# Waxstock 2017 - Winners



## Puntoboy (Jun 30, 2007)

I saw this posted on Facebook a couple of days ago but haven’t seen it posted here. Hope this is OK.

WAXSTOCK WINNERS... thanks to all our visitors, traders and crew for making 2017 an epic year.
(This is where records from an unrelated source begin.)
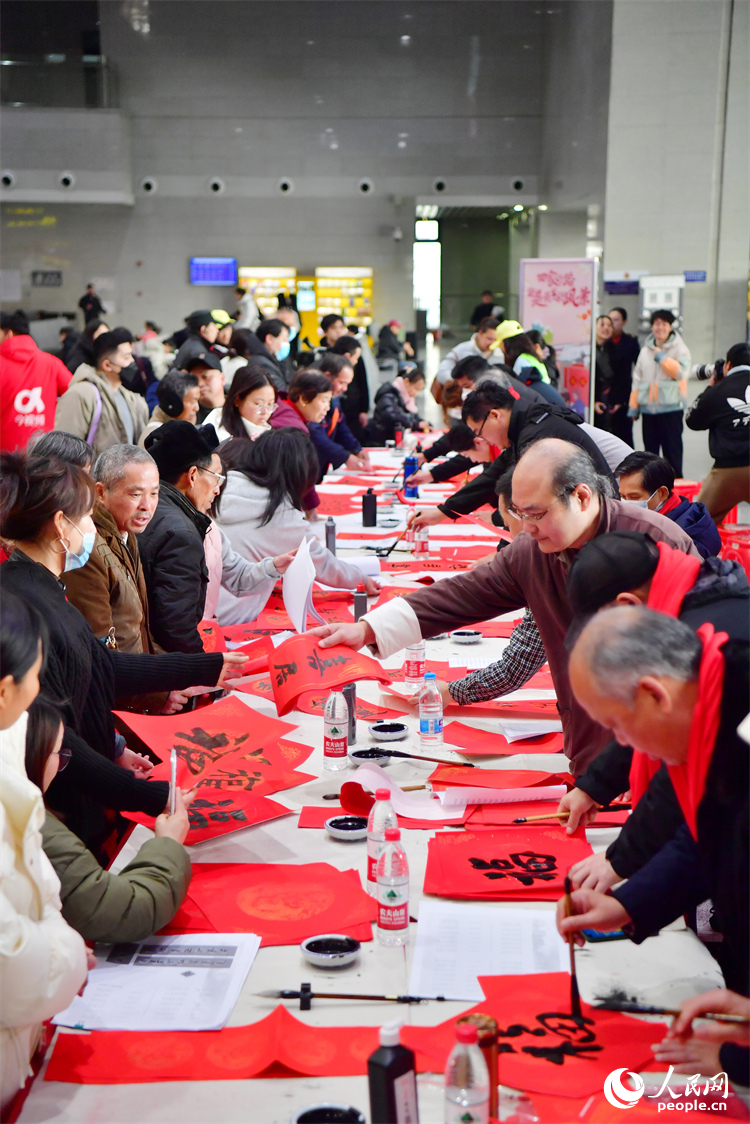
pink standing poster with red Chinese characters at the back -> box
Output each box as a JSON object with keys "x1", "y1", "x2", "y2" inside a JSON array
[{"x1": 518, "y1": 257, "x2": 598, "y2": 419}]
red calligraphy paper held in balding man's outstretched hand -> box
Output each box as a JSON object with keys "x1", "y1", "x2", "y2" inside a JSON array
[{"x1": 269, "y1": 634, "x2": 387, "y2": 715}]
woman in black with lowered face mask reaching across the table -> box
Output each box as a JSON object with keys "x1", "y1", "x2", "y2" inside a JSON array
[{"x1": 0, "y1": 453, "x2": 243, "y2": 847}]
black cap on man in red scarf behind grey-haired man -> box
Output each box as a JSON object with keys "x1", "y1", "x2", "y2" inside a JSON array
[{"x1": 568, "y1": 531, "x2": 659, "y2": 617}]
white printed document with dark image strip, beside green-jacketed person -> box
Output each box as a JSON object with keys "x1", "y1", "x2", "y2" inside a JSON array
[{"x1": 53, "y1": 933, "x2": 261, "y2": 1031}]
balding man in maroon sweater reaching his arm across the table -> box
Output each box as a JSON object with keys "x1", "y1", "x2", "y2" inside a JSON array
[{"x1": 313, "y1": 438, "x2": 697, "y2": 776}]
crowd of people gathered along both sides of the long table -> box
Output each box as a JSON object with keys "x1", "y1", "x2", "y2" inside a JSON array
[{"x1": 0, "y1": 287, "x2": 750, "y2": 1105}]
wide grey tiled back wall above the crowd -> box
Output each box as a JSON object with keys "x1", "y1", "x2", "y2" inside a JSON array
[{"x1": 0, "y1": 0, "x2": 546, "y2": 327}]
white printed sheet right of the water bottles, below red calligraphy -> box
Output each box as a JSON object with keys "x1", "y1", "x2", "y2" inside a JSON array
[{"x1": 409, "y1": 898, "x2": 569, "y2": 1003}]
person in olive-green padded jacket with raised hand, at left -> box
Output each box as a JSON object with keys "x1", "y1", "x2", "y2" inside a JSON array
[{"x1": 26, "y1": 696, "x2": 191, "y2": 944}]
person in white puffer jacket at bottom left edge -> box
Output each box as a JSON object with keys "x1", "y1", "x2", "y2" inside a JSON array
[{"x1": 0, "y1": 593, "x2": 87, "y2": 1120}]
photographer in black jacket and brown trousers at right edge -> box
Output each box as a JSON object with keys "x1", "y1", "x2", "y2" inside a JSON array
[{"x1": 685, "y1": 344, "x2": 750, "y2": 523}]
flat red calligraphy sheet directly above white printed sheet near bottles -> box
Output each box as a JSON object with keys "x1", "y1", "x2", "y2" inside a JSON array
[{"x1": 424, "y1": 824, "x2": 593, "y2": 901}]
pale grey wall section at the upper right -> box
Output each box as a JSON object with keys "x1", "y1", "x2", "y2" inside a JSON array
[{"x1": 604, "y1": 0, "x2": 750, "y2": 361}]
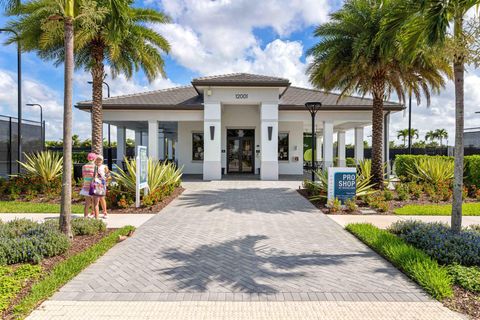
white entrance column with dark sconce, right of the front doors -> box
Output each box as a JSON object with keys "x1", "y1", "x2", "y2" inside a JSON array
[{"x1": 260, "y1": 103, "x2": 278, "y2": 180}]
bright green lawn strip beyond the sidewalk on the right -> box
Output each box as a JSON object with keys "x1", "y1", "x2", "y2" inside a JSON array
[{"x1": 394, "y1": 202, "x2": 480, "y2": 216}]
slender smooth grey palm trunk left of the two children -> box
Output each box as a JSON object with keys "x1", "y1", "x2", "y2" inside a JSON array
[{"x1": 60, "y1": 15, "x2": 73, "y2": 239}]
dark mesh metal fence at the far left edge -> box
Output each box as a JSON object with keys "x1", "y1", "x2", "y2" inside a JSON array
[{"x1": 0, "y1": 115, "x2": 45, "y2": 177}]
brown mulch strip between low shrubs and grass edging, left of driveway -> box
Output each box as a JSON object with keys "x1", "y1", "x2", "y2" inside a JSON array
[{"x1": 0, "y1": 229, "x2": 116, "y2": 320}]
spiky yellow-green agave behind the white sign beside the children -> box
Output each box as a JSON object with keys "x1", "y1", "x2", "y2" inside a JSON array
[{"x1": 112, "y1": 158, "x2": 182, "y2": 192}]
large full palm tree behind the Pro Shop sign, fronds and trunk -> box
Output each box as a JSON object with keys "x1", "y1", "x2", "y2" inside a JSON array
[{"x1": 308, "y1": 0, "x2": 445, "y2": 188}]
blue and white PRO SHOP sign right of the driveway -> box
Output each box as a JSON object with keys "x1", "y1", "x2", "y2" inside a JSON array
[{"x1": 328, "y1": 167, "x2": 357, "y2": 204}]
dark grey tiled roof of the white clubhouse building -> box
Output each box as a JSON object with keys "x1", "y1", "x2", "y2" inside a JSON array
[{"x1": 76, "y1": 73, "x2": 405, "y2": 111}]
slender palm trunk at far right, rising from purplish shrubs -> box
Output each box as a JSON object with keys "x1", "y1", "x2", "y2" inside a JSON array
[{"x1": 451, "y1": 16, "x2": 465, "y2": 232}]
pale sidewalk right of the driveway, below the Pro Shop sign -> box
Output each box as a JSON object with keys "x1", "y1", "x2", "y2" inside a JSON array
[{"x1": 327, "y1": 214, "x2": 480, "y2": 229}]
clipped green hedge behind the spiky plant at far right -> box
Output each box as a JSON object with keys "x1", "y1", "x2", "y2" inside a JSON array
[{"x1": 395, "y1": 154, "x2": 480, "y2": 186}]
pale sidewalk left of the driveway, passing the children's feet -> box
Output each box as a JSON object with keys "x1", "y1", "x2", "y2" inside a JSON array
[{"x1": 0, "y1": 213, "x2": 155, "y2": 228}]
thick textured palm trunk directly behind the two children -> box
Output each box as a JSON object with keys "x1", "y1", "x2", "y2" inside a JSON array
[{"x1": 91, "y1": 45, "x2": 104, "y2": 154}]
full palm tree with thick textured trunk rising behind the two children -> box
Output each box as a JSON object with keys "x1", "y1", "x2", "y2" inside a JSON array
[{"x1": 11, "y1": 0, "x2": 170, "y2": 153}]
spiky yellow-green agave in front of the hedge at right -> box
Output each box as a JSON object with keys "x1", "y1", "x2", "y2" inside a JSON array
[{"x1": 407, "y1": 157, "x2": 454, "y2": 185}]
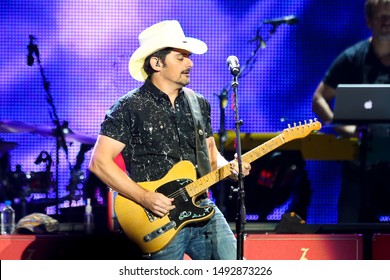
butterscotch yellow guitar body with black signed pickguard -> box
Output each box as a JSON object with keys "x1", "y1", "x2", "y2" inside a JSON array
[{"x1": 115, "y1": 161, "x2": 214, "y2": 253}]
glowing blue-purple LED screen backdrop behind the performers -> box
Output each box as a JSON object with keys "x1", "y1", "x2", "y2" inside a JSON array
[{"x1": 0, "y1": 0, "x2": 370, "y2": 223}]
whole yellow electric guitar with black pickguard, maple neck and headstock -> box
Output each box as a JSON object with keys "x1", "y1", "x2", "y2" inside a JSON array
[{"x1": 114, "y1": 120, "x2": 321, "y2": 253}]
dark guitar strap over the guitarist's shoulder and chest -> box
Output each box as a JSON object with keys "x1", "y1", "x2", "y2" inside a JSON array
[{"x1": 183, "y1": 87, "x2": 211, "y2": 176}]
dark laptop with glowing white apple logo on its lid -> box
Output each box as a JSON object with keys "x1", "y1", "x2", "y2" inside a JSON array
[{"x1": 332, "y1": 84, "x2": 390, "y2": 125}]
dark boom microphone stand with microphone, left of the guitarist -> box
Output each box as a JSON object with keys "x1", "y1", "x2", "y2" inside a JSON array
[{"x1": 27, "y1": 35, "x2": 70, "y2": 215}]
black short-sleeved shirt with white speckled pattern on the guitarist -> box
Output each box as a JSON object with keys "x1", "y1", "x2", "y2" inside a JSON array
[{"x1": 100, "y1": 79, "x2": 212, "y2": 182}]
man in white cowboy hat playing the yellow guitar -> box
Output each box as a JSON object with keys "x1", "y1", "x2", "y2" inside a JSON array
[{"x1": 89, "y1": 20, "x2": 251, "y2": 260}]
And now we'd like to thank all our competitors for taking part and congratulate the Waxstock Winners. 

These are: 
Detailing World SHOWDOWN... 
1st place, grey Mercedes A-Class 8 **X (well done Gillian and Stephen!);

2nd white Nissan Juke VA17 **Y;

3rd place, blue Mercedes SLK MY06 **G.


CSP Detailing Systems Arrive&Shine... 
Classic Car Winner, Nissan Sylvia S15 **T
Classic Car Runner-up, Escort RS Turbo E7 **T
Older Car Winner, Fiesta ST S44 **X
Older Car Runner-up, Astra VXR Nurburgring B19 **E
New Car Winner, Fiat Abarth 595 C18 **M
New Car Runner-up, Volvo XC60 S300 **O
Works Vehicle WInner, VW Caddy Y33 **Y
Works Vehicle Runner-up, VW Caddy Maxi (grey)
Best Finish Winner, VW Golf Mk5 SC54 **D
Best Finish Runner-up Mazda 3 PK58 **P
Car Club Winner, Warwickshire Modified
Car Club Runner-up, Midlands STOC


----------



## TonyH38 (Apr 7, 2013)

Thank you Puntoboy.


----------



## dholdi (Oct 1, 2008)

Nice, you left the numbers on in the photos tho


----------